LE SEZIONI UNITE SI PRONUNCIANO SUL NOVELLATO ART. 360 COMMA 5 C.P.C. – Cass. S.U. 7.4.2014 n. 8053

MAFIA:ALLARME PM,PROCESSI A RISCHIO DOPO SENTENZA CASSAZIONE

La prima giurisprudenza di legittimità sull’art. 360, n. 5 c.p.c., novellato dall’art. 54 del D.L. n. 83 del 2012 (conv. in L. n. 134 del 2012)

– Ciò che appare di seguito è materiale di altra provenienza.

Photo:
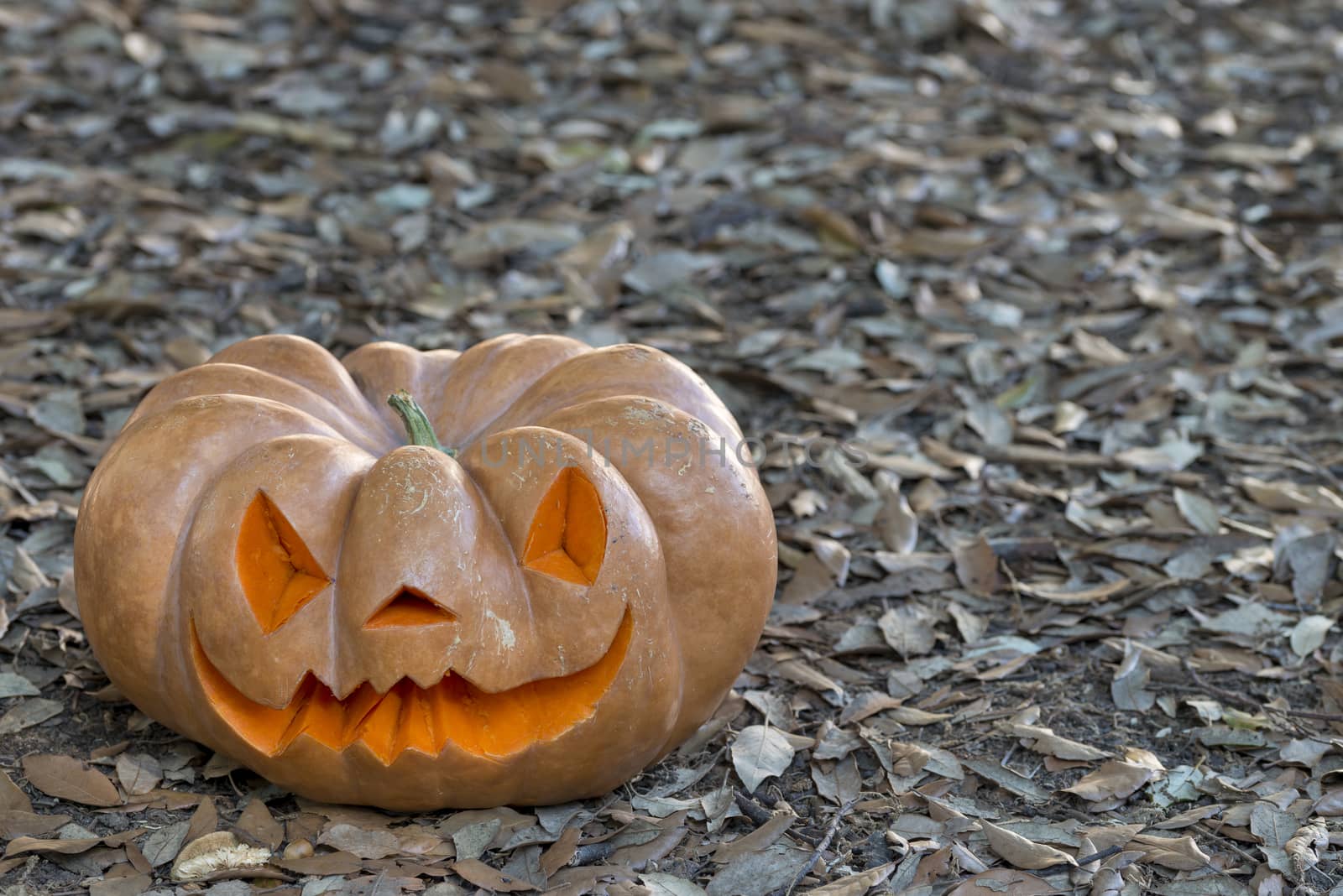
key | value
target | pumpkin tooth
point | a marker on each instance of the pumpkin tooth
(380, 727)
(414, 727)
(300, 711)
(358, 707)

Con la sentenza n. 8053 del 17 aprile 2014, le Sezioni unite della Corte di cassazione, intervenute al fine di dirimere il contrasto sorto in ordine alla questione relativa all’applicazione della nuova formulazione del motivo di cui al n. 5 del 1° comma dell’art. 360 cod. proc. civ., nonché della previsione della sua radicale espunzione in caso di c.d. “doppia conforme”, anche ai ricorsi per cassazione avverso le sentenze delle commissioni tributarie, hanno avuto modo di fornire, per la prima volta, precise indicazioni interpretative del novellato art. 360, n. 5 cod. proc. civ., la cui previsione dell’impugnabilità «per omessa, insufficiente o contraddittoria motivazione circa un punto decisivo della controversia» è stata sostituita dalla previsione di impugnabilità «per omesso esame circa un fatto decisivo per il giudizio che è stato oggetto di discussione tra le parti».
Atteso che il legislatore del 2012, al dichiarato scopo di «evitare l’abuso dei ricorsi per cassazione basati sul vizio di motivazione» e di «ridurre al minimo costituzionale il sindacato sulla motivazione in sede di giudizio di legittimità», è “ritornato”, quasi letteralmente, al testo originario della norma, a sua volta, tornerebbe ad essere pienamente attuale anche l’orientamento giurisprudenziale formatosi sul punto, il quale, com’è noto, aveva finito per ricondurre nell’alveo dei vizi motivazionali censurabili in sede di legittimità esclusivamente le ipotesi di «omissione di motivazione, motivazione apparente, manifesta e irriducibile contraddittorietà, motivazione perplessa o incomprensibile, sempre che il vizio fosse testuale».
Con la riforma del 2012, a dire della Corte, sarebbe, quindi, scomparso ogni controllo sulla sufficienza della motivazione del provvedimento impugnato, per lasciare il posto a quello relativo alla mera esistenza, «sotto il profilo dell’assoluta omissione o della mera apparenza», ed alla «coerenza», «sotto il profilo della irriducibile contraddittorietà e dell’illogicità manifesta», della stessa.
In altri termini, il vizio in parola, da vizio motivazionale, si sarebbe tramutato in vizio di «violazione di legge costituzionalmente rilevante», censurabile in sede di legittimità, purchè esso «emerga immediatamente e direttamente dal testo della sentenza impugnata», ossia sempre che il vizio si risolva in un’ipotesi di «omesso esame di un fatto storico … la cui esistenza risulti dal testo della sentenza o dagli atti processuali, che abbia costituito oggetto di discussione e abbia carattere decisivo».
Non sarebbe, pertanto, possibile, per il Giudice di legittimità, prendere in considerazione fatti probatori diversi ed ulteriori rispetto a quelli posti a fondamento della decisione impugnata, così sostituendosi al giudice del merito, potendo, semmai, l’omesso esame di risultanze istruttorie integrare un’ipotesi di «omesso esame circa un fatto decisivo», ai sensi del nuovo n. 5, art. 360 cod. proc. civ., unicamente qualora il fatto storico non sia stato in alcun modo preso in considerazione dal giudice, «dovendosi tener fermo, mutatis mutandis, il rigoroso insegnamento di questa Corte secondo cui: “in sede di legittimità il controllo della motivazione in fatto si compendia nel verificare che il discorso giustificativo svolto dal giudice del merito circa la propria statuizione esibisca i requisiti strutturali minimi dell’argomentazione … senza che sia consentito alla Corte sostituire una diversa massima di esperienza a quella utilizzata … o confrontare la sentenza impugnata con le risultanze istruttorie” (Cass. n. 14953 del 2000)».